Chiunque abbia visitato un museo archeologico sarà capitato almeno una volta di imbattersi in oggetti a forma di fallo (fascinus). Amuleti, lucerne, tintinnabula (sorta di scacciapensieri che si appendeva alle porte d’ingresso di case o di botteghe).
Per comprendere bene il motivo di questa usanza bisogna fare una premessa sul tema della superstizione degli antichi romani. Presso questo popolo il confine tra superstizione e religione era molto sottile: sacro e profano molto spesso si fondevano.
Per i romani, ad esempio, una malattia o un incidente era il risultato di un maleficio o di un’influenza negativa, chiamata in causa anche per spiegare malattie di cui all’epoca erano ignote le cause. Il cosiddetto oculus malignus, “occhio maligno”, il nostro “malocchio” si credeva si trasmettesse anche solo attraverso lo sguardo.
Il termine “fascinum” (o fascinus) poteva riferirsi a due cose diverse: al dio Priapo, chiamato anche così da Plinio il Vecchio o alle effigi e amuleti fallici usati contro il malocchio o addirittura anche gli incantesimi per stregare qualcuno.
Lo stesso Plinio affermava che il fascinus era un amuleto contro l’invidia e il malocchio, in origine custodito nel Tempio di Vesta a Roma e che facesse parte dei sacra romana, ossia gli oggetti sacri associati all’origine della città, nascosti e protetti dalle Vergini Vestali.
Ad esempio quando un generale celebrava un trionfo veniva appeso un fascinus sotto il carro per proteggerlo dall’invidia. Agostino d’Ippona, documenta che durante la festa annuale di Liber, il Dio romano identificato con Dioniso e Bacco, veniva portata in processione un’immagine fallica che proteggeva i campi dalla fascinatio, ossia l’incantesimo negativo.
Una rappresentazione della funzione apotropaica del fascinus è riportata in un bassorilievo del II secolo dopo Cristo rinvenuto a Leptis Magna (nell’odierna Libia) che mostra un fallo eiaculare in un occhio. Nella cultura romana gli amuleti fallici erano molto diffusi: ne ritroviamo sotto forma di gioielli, campanellini e lampade (lucerne). Si pensava anche che questi falli proteggessero i bambini, soprattutto se maschi, dal malocchio. Varrone infatti documenta la moda di appendere turpicula al collo dei bambini, mentre Plinio il Vecchio ci parla dei saturica signa, cioè dei falli nei giardini e sui terreni, così da allontanare gli invidiosi dai frutti.
Tra i militari era in voga invece un amuleto rappresentante un pugno ed un fallo e sculture che mostrano un pene eretto ed una vagina, probabilmente anch’esse con funzione apotropaica. Il cosiddetto “gesto delle fiche” (ovvero facendo passare il pollice tra l’indice e il medio), che allude ai genitali femminili, aveva la funzione di unire la doppia forza generatrice dell’organo dell’uomo e di quello della donna.
La parola italiana “affascinare”, ad esempio, deriva dal latino fascinare, derivato da fascinus nell’accezione negativa che può avere il termine, se inteso come malia in grado di soggiogare qualcuno.
Erano molti i modi per difendersi dal fascinus, oltre a quelli già citati, c’erano anche i gesti apotropaici, di scongiuro (come il gesto delle corna).
Il simbolo del fallo era collegato al culto di Priapo, dio della fertilità, rappresentato come un uomo dal pene enorme.

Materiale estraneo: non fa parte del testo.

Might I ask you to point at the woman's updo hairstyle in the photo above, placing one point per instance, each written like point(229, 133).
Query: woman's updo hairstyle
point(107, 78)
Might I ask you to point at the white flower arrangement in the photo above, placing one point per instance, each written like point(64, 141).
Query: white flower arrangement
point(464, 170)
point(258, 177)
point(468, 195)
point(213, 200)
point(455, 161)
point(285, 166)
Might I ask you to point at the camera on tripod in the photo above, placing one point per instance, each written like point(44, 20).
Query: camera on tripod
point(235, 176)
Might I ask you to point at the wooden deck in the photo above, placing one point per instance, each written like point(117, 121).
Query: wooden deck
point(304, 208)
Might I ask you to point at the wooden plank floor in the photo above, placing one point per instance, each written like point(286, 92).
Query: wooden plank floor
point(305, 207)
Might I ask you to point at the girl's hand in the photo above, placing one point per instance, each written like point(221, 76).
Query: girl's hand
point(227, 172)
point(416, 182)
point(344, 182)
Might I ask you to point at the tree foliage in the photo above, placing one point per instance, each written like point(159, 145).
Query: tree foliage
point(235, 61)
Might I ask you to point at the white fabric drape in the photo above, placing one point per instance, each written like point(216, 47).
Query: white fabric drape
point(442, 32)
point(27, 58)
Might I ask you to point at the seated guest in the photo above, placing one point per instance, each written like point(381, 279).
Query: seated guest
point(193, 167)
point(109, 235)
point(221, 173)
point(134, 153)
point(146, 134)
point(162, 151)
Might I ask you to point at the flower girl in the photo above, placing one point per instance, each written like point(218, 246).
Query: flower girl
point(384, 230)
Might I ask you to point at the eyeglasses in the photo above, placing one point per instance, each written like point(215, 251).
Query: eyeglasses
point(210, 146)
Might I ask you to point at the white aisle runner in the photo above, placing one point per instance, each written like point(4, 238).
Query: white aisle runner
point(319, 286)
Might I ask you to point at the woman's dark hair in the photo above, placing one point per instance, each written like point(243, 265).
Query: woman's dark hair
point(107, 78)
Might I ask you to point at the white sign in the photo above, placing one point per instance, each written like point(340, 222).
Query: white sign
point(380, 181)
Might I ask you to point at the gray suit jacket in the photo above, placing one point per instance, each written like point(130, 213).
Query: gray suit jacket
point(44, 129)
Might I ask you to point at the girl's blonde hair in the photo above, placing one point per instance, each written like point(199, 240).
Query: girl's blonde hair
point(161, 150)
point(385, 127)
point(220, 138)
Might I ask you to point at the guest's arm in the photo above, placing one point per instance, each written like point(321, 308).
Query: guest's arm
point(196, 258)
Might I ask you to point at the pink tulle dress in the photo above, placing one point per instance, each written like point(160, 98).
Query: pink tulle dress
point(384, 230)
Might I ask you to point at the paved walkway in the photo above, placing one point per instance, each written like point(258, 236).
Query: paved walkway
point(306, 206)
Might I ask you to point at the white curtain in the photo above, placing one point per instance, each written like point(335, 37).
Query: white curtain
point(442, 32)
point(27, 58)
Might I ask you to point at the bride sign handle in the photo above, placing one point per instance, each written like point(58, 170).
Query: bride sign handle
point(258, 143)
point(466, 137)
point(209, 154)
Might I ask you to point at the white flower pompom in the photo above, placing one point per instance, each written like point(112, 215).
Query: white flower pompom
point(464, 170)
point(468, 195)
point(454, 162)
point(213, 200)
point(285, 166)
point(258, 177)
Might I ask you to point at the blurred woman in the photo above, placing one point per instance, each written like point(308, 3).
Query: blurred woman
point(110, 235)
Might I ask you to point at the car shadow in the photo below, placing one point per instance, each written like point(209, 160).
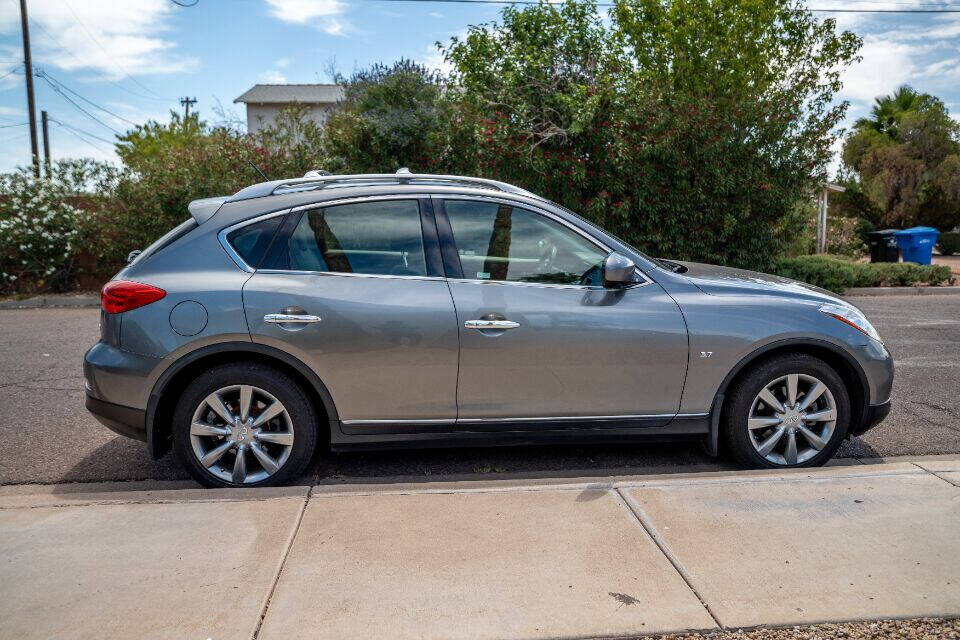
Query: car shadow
point(533, 462)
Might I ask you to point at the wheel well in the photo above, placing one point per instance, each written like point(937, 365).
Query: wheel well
point(159, 427)
point(852, 378)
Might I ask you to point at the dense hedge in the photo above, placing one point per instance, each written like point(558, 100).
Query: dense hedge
point(837, 274)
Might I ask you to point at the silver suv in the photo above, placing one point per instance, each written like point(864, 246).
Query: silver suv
point(407, 309)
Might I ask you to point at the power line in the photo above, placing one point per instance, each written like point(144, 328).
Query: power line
point(90, 102)
point(78, 130)
point(71, 101)
point(610, 4)
point(82, 139)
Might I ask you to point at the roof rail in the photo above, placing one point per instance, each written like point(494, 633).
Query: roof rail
point(316, 180)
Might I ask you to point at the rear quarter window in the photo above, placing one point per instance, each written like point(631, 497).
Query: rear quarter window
point(252, 241)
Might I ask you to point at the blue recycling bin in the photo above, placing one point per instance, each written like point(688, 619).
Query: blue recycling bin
point(916, 244)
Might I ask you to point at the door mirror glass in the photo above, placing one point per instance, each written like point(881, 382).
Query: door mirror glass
point(618, 270)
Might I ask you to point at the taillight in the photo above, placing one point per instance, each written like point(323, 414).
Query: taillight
point(118, 296)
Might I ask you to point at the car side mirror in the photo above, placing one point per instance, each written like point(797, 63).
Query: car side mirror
point(618, 270)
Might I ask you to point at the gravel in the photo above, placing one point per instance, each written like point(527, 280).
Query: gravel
point(916, 629)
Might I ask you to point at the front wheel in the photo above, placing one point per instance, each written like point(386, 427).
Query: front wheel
point(790, 411)
point(244, 425)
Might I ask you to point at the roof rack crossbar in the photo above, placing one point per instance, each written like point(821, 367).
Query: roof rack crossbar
point(320, 181)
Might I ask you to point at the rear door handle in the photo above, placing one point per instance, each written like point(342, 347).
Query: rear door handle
point(290, 318)
point(490, 324)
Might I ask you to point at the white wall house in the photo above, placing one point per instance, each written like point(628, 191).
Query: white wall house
point(264, 101)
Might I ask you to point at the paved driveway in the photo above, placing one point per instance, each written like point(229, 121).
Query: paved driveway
point(47, 435)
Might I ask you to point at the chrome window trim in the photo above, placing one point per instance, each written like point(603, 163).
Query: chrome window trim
point(222, 237)
point(347, 275)
point(536, 419)
point(543, 285)
point(552, 216)
point(355, 199)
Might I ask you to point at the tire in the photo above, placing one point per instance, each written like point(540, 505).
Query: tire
point(274, 452)
point(749, 422)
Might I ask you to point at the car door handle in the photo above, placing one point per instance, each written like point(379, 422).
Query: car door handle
point(490, 324)
point(290, 318)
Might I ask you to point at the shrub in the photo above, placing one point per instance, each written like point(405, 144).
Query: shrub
point(949, 243)
point(645, 124)
point(838, 274)
point(38, 233)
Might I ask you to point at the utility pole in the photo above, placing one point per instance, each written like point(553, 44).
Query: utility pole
point(185, 102)
point(46, 142)
point(28, 67)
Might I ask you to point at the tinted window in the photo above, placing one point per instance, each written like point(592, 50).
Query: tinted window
point(381, 238)
point(251, 242)
point(501, 242)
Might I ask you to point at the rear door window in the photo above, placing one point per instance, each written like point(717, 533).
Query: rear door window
point(381, 237)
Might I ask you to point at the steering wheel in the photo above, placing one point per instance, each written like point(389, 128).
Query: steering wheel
point(548, 254)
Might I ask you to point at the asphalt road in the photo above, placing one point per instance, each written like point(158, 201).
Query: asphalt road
point(47, 436)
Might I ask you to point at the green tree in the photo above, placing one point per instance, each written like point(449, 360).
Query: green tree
point(906, 157)
point(390, 117)
point(690, 128)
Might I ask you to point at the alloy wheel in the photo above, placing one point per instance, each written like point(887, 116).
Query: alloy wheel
point(241, 434)
point(792, 419)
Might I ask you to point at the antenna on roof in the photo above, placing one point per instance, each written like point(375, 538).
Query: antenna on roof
point(257, 169)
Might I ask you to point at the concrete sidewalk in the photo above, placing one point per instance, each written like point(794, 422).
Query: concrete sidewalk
point(502, 559)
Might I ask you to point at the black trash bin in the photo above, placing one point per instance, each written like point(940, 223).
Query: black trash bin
point(883, 246)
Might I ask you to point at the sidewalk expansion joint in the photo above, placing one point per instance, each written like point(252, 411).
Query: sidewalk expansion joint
point(283, 561)
point(934, 473)
point(658, 540)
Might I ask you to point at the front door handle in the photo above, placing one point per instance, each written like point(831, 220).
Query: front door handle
point(290, 318)
point(490, 324)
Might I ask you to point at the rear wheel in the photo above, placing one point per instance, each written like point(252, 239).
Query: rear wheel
point(244, 425)
point(790, 411)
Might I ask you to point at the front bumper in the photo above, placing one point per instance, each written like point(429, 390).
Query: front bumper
point(126, 421)
point(873, 414)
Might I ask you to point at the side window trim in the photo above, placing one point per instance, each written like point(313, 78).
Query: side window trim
point(428, 235)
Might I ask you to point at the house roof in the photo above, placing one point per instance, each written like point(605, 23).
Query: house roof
point(288, 93)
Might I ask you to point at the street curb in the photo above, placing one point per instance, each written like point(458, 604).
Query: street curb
point(50, 302)
point(901, 291)
point(166, 491)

Alla rappresentazione dei genitali maschili, infatti, era attribuito un grande potere scaramantico, e indossare un fascinus aiutava a scacciare il malocchio. Ma non bastava soltanto indossarlo, era necessario anche portarlo in bella vista, esibirlo in modo da proteggersi dall’occhio maligno degli invidiosi.
FONTI:
– E. Bianchi, R. Bianchi, O. Lelli (a cura di), Dizionario illustrato della lingua latina, Le Monnier, Firenze, 1974 (1972), sub voce Fascinus, pag. 636.
– Plinio il Vecchio, Naturalis Historiae, XXVIII
– Agostino d’Ippona, De civitate Dei, VII, 21.

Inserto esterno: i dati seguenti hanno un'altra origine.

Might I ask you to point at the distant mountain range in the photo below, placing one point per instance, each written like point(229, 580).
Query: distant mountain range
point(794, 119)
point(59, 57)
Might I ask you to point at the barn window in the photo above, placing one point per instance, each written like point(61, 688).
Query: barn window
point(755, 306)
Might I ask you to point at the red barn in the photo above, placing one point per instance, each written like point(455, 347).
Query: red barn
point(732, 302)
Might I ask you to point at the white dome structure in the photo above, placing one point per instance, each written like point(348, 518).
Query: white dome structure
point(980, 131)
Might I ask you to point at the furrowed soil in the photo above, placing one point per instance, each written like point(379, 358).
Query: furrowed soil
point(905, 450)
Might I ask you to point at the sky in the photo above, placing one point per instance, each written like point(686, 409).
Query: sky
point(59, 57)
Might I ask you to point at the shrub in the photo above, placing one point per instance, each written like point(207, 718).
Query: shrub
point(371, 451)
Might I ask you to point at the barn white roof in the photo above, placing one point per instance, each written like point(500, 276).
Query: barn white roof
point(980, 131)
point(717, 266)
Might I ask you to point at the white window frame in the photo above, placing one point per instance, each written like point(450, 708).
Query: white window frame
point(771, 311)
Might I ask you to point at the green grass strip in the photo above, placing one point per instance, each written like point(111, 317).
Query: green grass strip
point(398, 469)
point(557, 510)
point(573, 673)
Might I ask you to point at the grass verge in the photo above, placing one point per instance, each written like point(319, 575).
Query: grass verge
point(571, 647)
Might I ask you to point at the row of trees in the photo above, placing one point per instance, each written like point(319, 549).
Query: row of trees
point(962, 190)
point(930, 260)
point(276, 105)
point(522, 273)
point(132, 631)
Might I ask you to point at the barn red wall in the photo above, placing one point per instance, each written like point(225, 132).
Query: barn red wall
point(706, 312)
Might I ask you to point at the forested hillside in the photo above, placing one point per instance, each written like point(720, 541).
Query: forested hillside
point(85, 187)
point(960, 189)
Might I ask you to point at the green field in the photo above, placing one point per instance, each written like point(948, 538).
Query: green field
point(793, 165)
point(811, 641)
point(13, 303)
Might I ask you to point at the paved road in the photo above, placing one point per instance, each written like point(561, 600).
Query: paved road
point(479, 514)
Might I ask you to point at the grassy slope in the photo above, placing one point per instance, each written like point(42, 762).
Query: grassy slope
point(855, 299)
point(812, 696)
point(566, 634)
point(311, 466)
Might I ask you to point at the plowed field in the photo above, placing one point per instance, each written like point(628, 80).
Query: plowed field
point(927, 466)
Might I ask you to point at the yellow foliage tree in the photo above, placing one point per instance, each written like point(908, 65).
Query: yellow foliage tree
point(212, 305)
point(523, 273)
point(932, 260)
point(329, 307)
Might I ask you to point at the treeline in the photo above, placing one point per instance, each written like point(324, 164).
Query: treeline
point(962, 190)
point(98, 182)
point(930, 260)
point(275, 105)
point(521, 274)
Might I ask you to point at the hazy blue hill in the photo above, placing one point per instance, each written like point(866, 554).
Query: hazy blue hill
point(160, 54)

– Vocabolario Treccani, sub voce “fascino”. Vedi anche Vocabolario Etimologico della Lingua Italiana di Ottorino Pianigiani, in rete sub voce “affascinare” e “fascino”.
– Catherine Johns, Sex or Symbol? Erotic Images of Greece and Rome, Routledge, 1982, pp. 70 sgg.; Rediscovering Pompeii («L’Erma» di Bretschneider, 1990), p. 147.